Opinión

Autor: Beltrán Haddad

11:08 am
23
Nov
2015

Toda persona tiene acceso a los órganos de administración de justicia para hacer valer sus derechos e intereses y el Estado le garantizará una justicia gratuita. Eso lo dice la Constitución en su artículo 26. Pero en la práctica las cosas no son como las predica el texto constitucional. Por ello surge la pregunta: ¿a quién recurre el pobre o la persona que no posee recursos económicos en su derecho de acceso a la justicia, para costear la publicación en la prensa de un edicto emanado de un tribunal o un cartel de citación? Los jueces no tienen respuesta y otros se “lavan las manos”.

En estos días me escribió una persona un pequeño mensaje con la pregunta anterior. Me dice que no tiene dinero para pagar la publicación de un edicto con motivo de un juicio por prescripción adquisitiva. El valor de esa publicación es 168.000 bolívares y él solo cuenta con la pensión del Seguro Social. Como esa, he visto cosas que reflejan una realidad contraria a lo que manda la Constitución. Eso significa que la justicia aún no es gratuita porque sigue padeciendo los mismos vicios que impiden darles solución a los conflictos de la gente. Por ello no es extraño oír decir a un juez: “Dele dinero al alguacil para que le saque las copias, el tribunal no puede cubrir eso”. Siempre ha sido así, porque la única manera de obtener una copia, o de que citen al demandado, o te publiquen el edicto o el cartel, es pagando, y no es posible que sigamos pagando viendo la justicia “gratuita”.

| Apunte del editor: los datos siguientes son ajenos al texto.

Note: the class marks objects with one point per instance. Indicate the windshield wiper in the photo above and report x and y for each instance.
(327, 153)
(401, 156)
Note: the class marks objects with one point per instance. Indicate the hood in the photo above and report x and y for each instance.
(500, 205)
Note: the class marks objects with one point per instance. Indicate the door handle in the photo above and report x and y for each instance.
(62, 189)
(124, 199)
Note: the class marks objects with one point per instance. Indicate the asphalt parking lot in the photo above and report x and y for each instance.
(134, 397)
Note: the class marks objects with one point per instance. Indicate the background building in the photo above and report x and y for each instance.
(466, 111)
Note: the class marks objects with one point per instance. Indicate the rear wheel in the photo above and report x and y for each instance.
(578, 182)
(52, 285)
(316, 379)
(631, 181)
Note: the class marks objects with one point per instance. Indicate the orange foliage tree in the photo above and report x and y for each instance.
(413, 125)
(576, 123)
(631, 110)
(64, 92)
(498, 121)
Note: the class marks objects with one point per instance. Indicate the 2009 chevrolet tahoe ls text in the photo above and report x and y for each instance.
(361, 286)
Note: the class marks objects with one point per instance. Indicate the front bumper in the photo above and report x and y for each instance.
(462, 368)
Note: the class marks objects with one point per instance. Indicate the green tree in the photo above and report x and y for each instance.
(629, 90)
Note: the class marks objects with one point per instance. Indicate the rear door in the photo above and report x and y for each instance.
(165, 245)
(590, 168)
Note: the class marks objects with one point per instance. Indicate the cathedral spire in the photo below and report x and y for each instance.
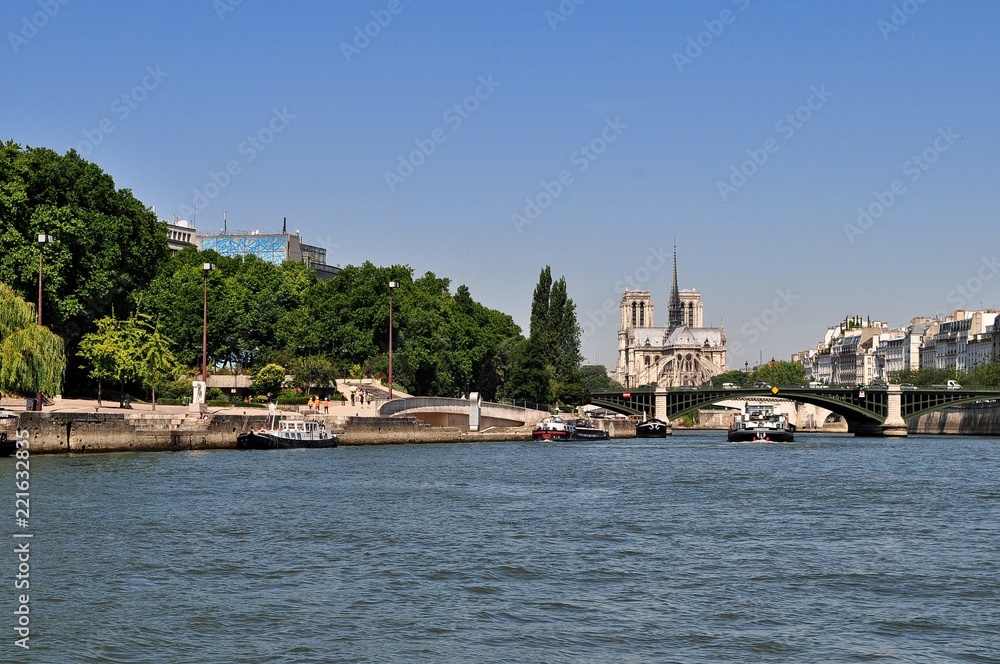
(675, 309)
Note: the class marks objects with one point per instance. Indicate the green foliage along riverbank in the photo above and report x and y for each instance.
(109, 269)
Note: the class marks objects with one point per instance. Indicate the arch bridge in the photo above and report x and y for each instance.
(868, 412)
(445, 411)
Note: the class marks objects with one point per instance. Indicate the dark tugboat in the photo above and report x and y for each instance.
(289, 434)
(652, 428)
(556, 428)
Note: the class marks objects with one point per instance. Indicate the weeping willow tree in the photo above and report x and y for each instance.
(32, 358)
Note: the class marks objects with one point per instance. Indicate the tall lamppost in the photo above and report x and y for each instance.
(392, 286)
(42, 241)
(206, 268)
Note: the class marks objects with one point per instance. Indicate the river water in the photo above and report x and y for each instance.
(686, 549)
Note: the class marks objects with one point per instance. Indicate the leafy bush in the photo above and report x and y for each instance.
(268, 379)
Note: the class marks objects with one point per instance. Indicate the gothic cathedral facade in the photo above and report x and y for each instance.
(682, 353)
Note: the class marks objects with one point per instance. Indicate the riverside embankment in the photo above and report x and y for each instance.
(80, 430)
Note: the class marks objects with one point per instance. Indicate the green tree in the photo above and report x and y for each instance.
(595, 377)
(107, 244)
(32, 358)
(529, 378)
(268, 379)
(313, 371)
(539, 326)
(736, 377)
(779, 373)
(555, 337)
(102, 350)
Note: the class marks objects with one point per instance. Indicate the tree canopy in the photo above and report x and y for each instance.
(552, 354)
(106, 244)
(32, 358)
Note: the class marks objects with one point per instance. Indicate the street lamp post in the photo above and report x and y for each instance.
(42, 241)
(206, 268)
(392, 286)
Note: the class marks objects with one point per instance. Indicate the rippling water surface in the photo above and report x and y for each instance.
(687, 549)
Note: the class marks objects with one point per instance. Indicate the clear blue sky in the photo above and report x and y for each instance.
(332, 112)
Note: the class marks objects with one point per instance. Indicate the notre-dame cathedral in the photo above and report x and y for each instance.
(682, 353)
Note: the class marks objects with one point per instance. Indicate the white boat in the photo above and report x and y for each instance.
(287, 433)
(761, 422)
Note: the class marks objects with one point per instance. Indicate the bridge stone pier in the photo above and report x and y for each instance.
(867, 411)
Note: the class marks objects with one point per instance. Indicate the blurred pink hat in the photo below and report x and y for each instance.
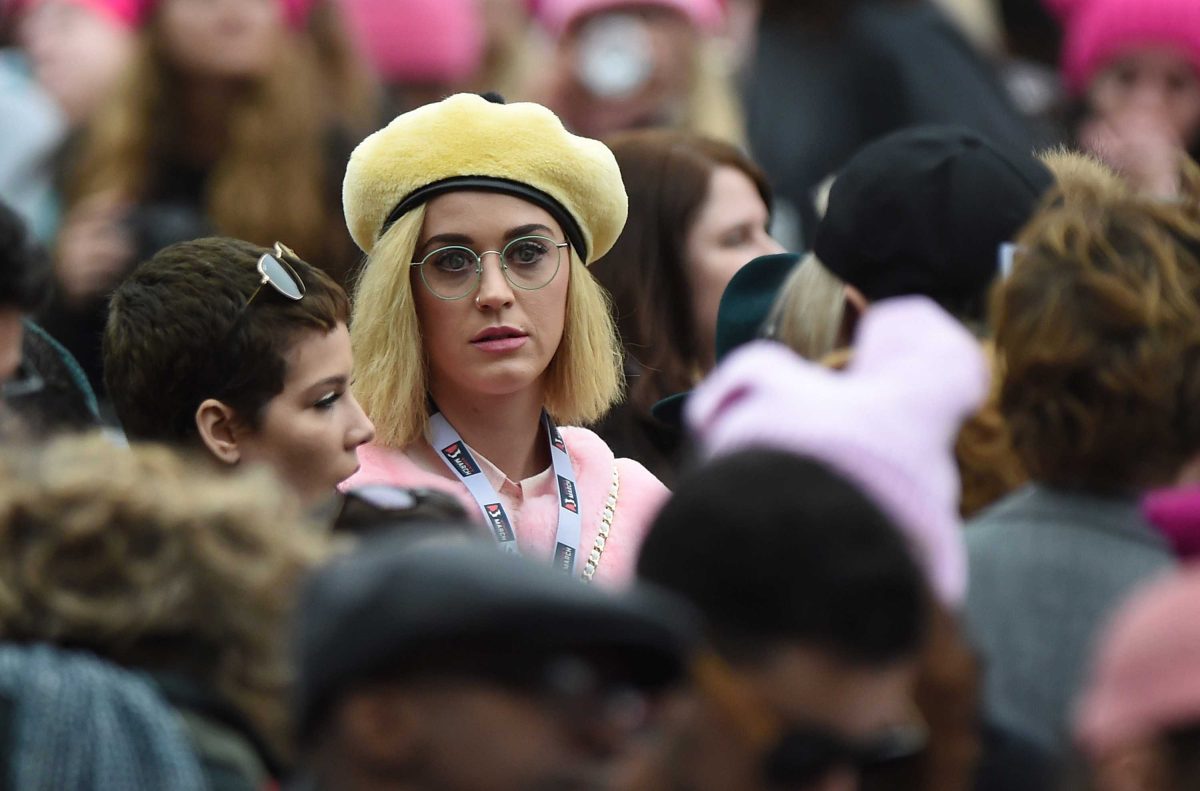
(888, 421)
(124, 12)
(295, 12)
(558, 16)
(1146, 676)
(419, 41)
(1097, 31)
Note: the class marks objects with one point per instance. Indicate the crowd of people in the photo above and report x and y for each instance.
(599, 395)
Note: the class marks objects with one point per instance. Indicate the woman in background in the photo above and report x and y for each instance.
(699, 213)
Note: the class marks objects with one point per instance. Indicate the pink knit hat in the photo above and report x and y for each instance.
(1097, 31)
(1176, 514)
(558, 16)
(295, 12)
(1146, 677)
(125, 12)
(888, 421)
(419, 41)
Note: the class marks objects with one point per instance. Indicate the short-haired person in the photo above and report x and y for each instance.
(478, 327)
(1098, 333)
(436, 663)
(817, 613)
(221, 345)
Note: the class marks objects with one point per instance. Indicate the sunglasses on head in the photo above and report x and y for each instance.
(277, 273)
(797, 755)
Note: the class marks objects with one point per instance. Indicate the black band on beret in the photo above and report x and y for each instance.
(491, 184)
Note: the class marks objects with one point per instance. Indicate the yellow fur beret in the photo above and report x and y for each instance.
(467, 142)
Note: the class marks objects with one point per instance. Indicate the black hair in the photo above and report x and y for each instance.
(24, 269)
(775, 549)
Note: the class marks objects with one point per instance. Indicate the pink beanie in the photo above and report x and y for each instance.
(1146, 677)
(888, 421)
(295, 12)
(1176, 514)
(1097, 31)
(419, 41)
(125, 12)
(558, 16)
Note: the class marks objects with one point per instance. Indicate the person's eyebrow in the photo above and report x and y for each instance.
(448, 239)
(525, 231)
(330, 381)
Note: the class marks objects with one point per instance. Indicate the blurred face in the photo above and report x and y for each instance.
(497, 339)
(630, 69)
(311, 431)
(564, 732)
(730, 231)
(77, 53)
(1156, 83)
(802, 690)
(222, 39)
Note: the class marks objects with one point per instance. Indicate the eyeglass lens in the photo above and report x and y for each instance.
(281, 276)
(528, 263)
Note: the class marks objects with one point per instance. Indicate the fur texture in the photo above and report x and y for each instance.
(466, 135)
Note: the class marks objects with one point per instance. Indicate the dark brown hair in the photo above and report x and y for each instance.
(666, 174)
(1098, 331)
(180, 331)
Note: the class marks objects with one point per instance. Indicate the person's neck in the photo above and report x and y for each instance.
(207, 106)
(505, 430)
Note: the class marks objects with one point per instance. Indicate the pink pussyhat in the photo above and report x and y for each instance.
(295, 12)
(1146, 677)
(558, 16)
(419, 41)
(1098, 31)
(126, 13)
(888, 421)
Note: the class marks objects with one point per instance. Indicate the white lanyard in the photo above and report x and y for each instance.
(459, 459)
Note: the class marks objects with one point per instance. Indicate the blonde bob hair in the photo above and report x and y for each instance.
(391, 381)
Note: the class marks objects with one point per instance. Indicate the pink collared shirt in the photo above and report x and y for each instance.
(532, 503)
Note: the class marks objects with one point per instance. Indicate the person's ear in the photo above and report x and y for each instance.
(217, 426)
(1135, 767)
(855, 305)
(383, 727)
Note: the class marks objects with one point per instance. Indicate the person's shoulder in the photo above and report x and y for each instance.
(381, 465)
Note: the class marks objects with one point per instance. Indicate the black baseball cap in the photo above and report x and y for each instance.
(397, 601)
(925, 211)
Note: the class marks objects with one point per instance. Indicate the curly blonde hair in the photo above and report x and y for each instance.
(1098, 337)
(156, 562)
(585, 377)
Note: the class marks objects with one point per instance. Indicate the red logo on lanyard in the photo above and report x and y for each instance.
(461, 459)
(499, 522)
(567, 495)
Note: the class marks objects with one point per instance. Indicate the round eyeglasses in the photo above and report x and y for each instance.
(528, 263)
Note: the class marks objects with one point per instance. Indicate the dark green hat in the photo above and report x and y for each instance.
(744, 307)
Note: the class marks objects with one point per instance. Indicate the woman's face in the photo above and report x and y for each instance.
(222, 39)
(1153, 82)
(730, 231)
(311, 431)
(78, 53)
(497, 340)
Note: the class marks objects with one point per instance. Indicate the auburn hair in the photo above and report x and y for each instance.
(1098, 339)
(271, 179)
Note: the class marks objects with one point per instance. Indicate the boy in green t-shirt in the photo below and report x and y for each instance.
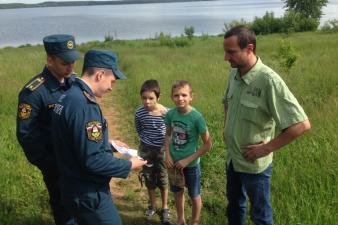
(184, 125)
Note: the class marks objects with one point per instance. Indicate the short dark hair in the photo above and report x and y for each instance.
(245, 36)
(152, 86)
(180, 84)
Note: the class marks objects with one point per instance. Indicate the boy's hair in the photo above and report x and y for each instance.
(180, 84)
(152, 86)
(244, 34)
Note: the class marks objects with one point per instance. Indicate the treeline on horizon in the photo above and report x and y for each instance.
(87, 3)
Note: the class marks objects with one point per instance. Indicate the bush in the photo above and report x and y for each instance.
(167, 40)
(234, 23)
(296, 22)
(268, 24)
(189, 31)
(330, 26)
(287, 55)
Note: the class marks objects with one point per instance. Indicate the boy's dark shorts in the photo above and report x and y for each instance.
(156, 175)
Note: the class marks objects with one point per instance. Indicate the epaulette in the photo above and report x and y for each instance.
(35, 83)
(89, 97)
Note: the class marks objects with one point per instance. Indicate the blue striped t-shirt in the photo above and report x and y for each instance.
(150, 128)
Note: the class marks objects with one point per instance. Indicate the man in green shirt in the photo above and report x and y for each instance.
(256, 102)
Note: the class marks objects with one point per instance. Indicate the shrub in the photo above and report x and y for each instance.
(268, 24)
(233, 23)
(189, 31)
(330, 26)
(296, 22)
(286, 54)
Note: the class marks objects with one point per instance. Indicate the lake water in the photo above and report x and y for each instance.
(136, 21)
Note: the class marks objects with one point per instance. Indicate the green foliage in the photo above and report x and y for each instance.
(108, 37)
(287, 55)
(330, 26)
(204, 36)
(234, 23)
(189, 31)
(307, 8)
(296, 22)
(305, 172)
(268, 24)
(163, 39)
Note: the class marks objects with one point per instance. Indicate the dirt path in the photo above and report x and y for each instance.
(129, 197)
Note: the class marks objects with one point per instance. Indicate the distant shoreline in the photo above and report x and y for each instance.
(88, 3)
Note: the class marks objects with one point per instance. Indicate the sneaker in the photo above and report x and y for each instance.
(150, 212)
(165, 216)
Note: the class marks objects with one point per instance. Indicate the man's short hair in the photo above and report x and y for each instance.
(244, 34)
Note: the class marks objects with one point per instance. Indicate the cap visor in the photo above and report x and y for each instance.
(119, 74)
(69, 56)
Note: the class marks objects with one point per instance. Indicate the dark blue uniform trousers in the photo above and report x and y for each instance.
(92, 206)
(51, 179)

La justicia gratuita debe ser entendida como un derecho extensivo a todos los habitantes del país, sin restricciones. Lo dice la Constitución y así lo dijo Chávez. La gratuidad es de aplicación general a todo tipo de procesos judiciales y los costes deben correr por cuenta del Estado. Lo otro es aceptar que el derecho a la justicia gratuita sea interpretado como una discrecionalidad de los operadores de justicia. Eso es grave y lo correcto es crear ya, por ley, una institución de asistencia jurídica gratuita que haga efectivo ese derecho. Mientras tanto, los que estén en situación de pobreza para litigar y defender sus derechos e intereses deben acudir al Defensor del Pueblo, pero no se puede permitir que el derecho a la justicia gratuita sea limitado o cercenado en su concesión.